P3. Inference Serving & Latency
Advanced · 60 min
Serving LLMs cheaply and fast is its own discipline: the KV cache, continuous batching (vLLM), quantization, and streaming. Understanding what makes generation slow — and that attention is memory-bound — lets you hit latency targets without burning the budget.
Skills: KV cache · Continuous batching · Quantization · Streaming & TTFT
Build it: For a target latency, reason through the levers: batch size, quantization, context length. Which one would you pull first, and what does it cost you?
P4. Caching & Cost Control
Intermediate · 45 min
Most production LLM traffic is repetitive. Prompt caching, semantic caching (serve a cached answer for a similar question), and routing cheap questions to small models slash both latency and spend. Cost control is a first-class feature, not an afterthought.
Skills: Prompt / semantic caching · Model routing (small vs large) · Spend limits · Cache invalidation
Build it: Design a semantic cache: when do you return a cached answer vs regenerate? Pick a similarity threshold and reason about false hits.
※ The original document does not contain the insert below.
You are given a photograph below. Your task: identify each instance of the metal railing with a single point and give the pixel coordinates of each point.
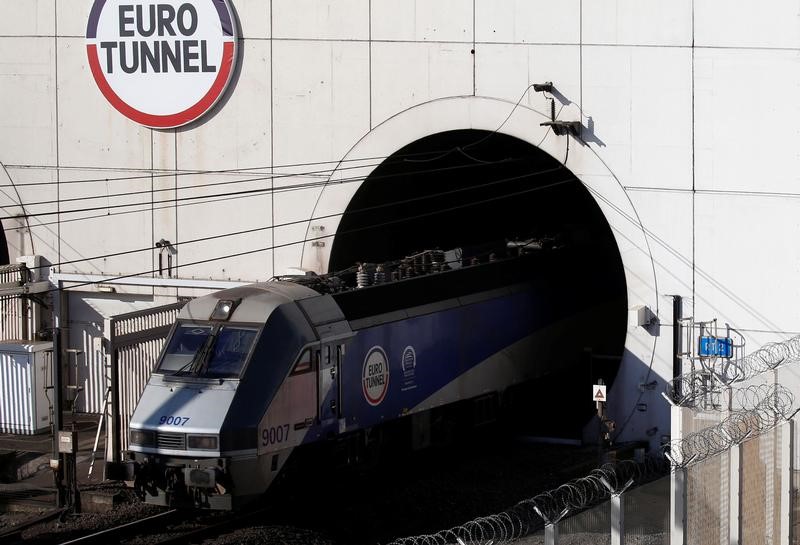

P5. Observability & Monitoring
Intermediate · 45 min
LLM systems fail silently — quality drifts with no error thrown. Trace every request, log prompt/response pairs with metadata, sample quality with an LLM judge, and alert when it drops. You will need those logs when debugging a regression at 2am.
Skills: Tracing · Structured logging · Quality sampling · Drift & alerts
Build it: Design a logging schema for a production LLM call: which 8 fields do you capture, and what condition fires an alert? Write it as JSON.
P6. LLM Gateway & Routing
Advanced · 60 min
At scale you put a gateway in front of every model: one interface, multi-provider routing, fallbacks when a provider fails, rate limits, key management, and centralized logging and spend. It is the control plane that turns scattered API calls into a governed system.
Skills: Unified gateway · Multi-provider routing · Fallbacks & retries · Rate limiting & keys
Build it: Sketch a gateway: how do you route between two providers, fail over when one is down, and enforce a per-team rate limit?